第36話 鑑定Aを覚える

 エレナとレオンには『ウオッシュ』と『回復魔法』を掛けて部屋で留守番してもらい、スラ君にはいつものようにショルダーバッグに入ってもらって食堂で晩ご飯を食べて来た。


 美味しかった~。


 今夜の料理はボアのシチューで、ボアの肉が口の中でけていくのよ……どれだけ煮込んだらあんなにやわらかくなるんだろう。


 パンはフワフワの白パンが2個出てきて、焼きたてだったみたいでまだ温かかった。2個も食べられないから、1個はスラ君に食べてもらったの。明日の朝のパンも楽しみね。ふふ。


「ただいま~」


 部屋に戻って明かりを付ける――この明かりは普通の電気みたいに見えるけど、魔核で発動する魔道具なんだって。


 床で寝そべっていたエレナとレオンがこっちに来て、『ゴロゴロ……』言いながら頭をぶつけて体を擦り付けてくるから踏ん張る。ふふ、「おかえり」って出迎えてくれるのね。


 スラ君はショルダーバッグから出て、用意していたスラ君用のバケツにスルスルと入ってプルプルしている。ふふ。

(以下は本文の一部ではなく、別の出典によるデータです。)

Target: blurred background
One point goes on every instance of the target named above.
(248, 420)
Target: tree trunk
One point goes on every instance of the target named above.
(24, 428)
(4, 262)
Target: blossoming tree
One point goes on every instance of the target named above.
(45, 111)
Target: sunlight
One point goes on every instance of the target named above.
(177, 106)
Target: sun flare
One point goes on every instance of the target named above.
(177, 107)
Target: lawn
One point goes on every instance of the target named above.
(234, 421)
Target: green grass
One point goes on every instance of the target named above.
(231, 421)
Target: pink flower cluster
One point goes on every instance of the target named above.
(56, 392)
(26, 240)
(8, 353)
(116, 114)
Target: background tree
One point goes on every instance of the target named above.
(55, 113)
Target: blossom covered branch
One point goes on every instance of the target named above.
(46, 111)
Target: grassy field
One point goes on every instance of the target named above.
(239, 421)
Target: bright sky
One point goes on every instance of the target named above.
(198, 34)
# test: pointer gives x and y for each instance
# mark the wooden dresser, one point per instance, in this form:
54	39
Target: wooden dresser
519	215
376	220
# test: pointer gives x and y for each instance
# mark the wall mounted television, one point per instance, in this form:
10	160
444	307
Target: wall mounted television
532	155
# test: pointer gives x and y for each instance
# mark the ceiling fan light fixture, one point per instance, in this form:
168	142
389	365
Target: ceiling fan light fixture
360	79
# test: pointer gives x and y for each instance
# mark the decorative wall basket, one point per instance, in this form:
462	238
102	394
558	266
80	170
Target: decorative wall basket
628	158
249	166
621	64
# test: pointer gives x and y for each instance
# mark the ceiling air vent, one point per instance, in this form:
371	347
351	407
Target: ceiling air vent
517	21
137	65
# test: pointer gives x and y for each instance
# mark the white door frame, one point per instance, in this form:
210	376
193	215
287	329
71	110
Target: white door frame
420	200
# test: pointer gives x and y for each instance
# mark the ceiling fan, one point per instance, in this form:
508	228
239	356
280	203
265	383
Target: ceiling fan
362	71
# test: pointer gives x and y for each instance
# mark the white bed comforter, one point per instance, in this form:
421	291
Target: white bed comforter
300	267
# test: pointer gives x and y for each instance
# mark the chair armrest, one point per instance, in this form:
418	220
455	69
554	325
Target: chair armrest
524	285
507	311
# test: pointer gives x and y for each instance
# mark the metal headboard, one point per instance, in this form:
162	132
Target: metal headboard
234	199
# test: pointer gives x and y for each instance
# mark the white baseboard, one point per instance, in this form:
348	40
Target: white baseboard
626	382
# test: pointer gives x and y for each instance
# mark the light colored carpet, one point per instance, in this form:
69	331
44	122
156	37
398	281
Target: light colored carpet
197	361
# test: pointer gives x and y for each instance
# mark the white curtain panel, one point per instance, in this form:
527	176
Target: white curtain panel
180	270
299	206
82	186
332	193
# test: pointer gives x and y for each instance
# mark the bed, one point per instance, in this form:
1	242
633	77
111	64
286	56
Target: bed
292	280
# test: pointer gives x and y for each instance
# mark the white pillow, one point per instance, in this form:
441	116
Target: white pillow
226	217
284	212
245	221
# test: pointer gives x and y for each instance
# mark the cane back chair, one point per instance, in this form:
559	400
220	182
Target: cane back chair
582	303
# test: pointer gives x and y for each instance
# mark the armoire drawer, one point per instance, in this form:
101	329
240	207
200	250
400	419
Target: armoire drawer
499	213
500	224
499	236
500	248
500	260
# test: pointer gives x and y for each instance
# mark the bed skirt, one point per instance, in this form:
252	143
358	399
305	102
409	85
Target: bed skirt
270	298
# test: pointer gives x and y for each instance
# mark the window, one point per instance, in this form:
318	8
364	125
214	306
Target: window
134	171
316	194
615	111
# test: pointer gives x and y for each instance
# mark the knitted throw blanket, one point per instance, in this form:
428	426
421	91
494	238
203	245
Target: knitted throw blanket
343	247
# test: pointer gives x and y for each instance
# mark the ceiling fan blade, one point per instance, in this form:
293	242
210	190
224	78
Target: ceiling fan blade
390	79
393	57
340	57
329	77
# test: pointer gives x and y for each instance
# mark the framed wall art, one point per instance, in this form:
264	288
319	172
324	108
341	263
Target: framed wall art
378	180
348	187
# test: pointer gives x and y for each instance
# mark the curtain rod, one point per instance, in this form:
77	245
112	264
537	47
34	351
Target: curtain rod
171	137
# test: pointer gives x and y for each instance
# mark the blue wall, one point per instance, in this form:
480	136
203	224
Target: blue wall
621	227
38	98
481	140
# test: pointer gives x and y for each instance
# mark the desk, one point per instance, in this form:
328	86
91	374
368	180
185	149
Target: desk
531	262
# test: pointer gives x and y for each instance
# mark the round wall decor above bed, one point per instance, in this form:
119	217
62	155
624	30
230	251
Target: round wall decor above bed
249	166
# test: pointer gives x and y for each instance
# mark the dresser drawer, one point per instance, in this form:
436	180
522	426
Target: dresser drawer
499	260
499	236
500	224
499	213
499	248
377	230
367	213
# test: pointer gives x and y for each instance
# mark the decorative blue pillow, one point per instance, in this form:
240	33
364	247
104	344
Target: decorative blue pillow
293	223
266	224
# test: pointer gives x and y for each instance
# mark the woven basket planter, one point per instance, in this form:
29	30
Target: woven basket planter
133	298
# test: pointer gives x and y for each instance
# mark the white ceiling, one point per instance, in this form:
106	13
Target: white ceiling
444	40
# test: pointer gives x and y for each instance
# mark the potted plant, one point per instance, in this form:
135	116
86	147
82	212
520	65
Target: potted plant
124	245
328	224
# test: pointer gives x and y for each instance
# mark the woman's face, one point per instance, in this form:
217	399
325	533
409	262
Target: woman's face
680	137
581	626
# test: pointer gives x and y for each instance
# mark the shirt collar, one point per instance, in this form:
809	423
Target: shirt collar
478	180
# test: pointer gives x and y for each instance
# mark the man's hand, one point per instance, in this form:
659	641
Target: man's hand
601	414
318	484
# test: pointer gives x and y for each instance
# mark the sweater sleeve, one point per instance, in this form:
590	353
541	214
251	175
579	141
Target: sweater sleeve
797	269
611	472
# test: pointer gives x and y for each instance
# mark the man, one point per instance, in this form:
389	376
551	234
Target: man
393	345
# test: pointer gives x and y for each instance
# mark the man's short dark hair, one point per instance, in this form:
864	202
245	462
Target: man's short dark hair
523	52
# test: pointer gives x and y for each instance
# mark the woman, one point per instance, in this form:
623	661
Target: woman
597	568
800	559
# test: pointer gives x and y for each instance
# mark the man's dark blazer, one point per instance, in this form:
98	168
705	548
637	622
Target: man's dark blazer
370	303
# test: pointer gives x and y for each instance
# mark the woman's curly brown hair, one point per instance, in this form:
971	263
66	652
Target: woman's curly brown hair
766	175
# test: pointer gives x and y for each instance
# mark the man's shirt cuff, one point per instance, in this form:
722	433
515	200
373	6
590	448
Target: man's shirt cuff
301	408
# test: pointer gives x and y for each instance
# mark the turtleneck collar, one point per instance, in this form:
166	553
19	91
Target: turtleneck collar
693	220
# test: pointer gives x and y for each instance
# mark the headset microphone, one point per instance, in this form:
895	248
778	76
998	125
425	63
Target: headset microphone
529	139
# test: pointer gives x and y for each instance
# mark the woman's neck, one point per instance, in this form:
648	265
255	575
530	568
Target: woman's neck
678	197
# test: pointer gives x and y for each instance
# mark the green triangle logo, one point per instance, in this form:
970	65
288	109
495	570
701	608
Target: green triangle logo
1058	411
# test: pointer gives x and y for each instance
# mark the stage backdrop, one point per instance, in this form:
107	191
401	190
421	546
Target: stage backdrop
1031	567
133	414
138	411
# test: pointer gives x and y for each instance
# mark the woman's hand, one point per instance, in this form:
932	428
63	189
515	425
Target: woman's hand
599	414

 エレナたちの水飲み用の桶に水を足して、さあ、私も寝る準備をしよう。



 自分に『ウオッシュ』を掛けてパジャマに着替える。


「みんな、おやすみ~」


 部屋の明かりを消して、ベッドに入りステータスを開く――ステータスって、明かりがなくてもパソコンみたいに画面が淡く光って見えるのよ。


 今日、初めての魔物――ゴブリンメイジとホーンを狩ったから、スキルポイントが18Pになった。これだけあれば『鑑定A』を覚えられる。ふふ、ビーさんがどう変わるか楽しみね。


 あっ、ビーさんの呼び方を変えた方がいいかな? "鑑定Bさん"が長いから"ビーさん"の呼び方にしたんだけど……"エーさん"とか?  うわぁ、センスなさ過ぎ……。


【そのままでも問題ありませんが、アスカの好きなように呼んでください】


 ――じゃあ、呼び慣れているから"ビーさん"のままにするね。


 ステータスにある【獲得可能スキル】を開いて、[鑑定]を選ぶ――開いた小さな画面には[A=16P]だけがあって、それをタップして[決定]もタップ――これで完了。


 特に……体に変化はない。ピコン! と音が鳴るとか、体に力が湧いて来るとか……全く何もないのよね。


 ステータス画面を見ると――18Pあったスキルポイントが2Pに減っていて、スキルが『鑑定B→A』になっている。またスキルポイントを貯めないとね。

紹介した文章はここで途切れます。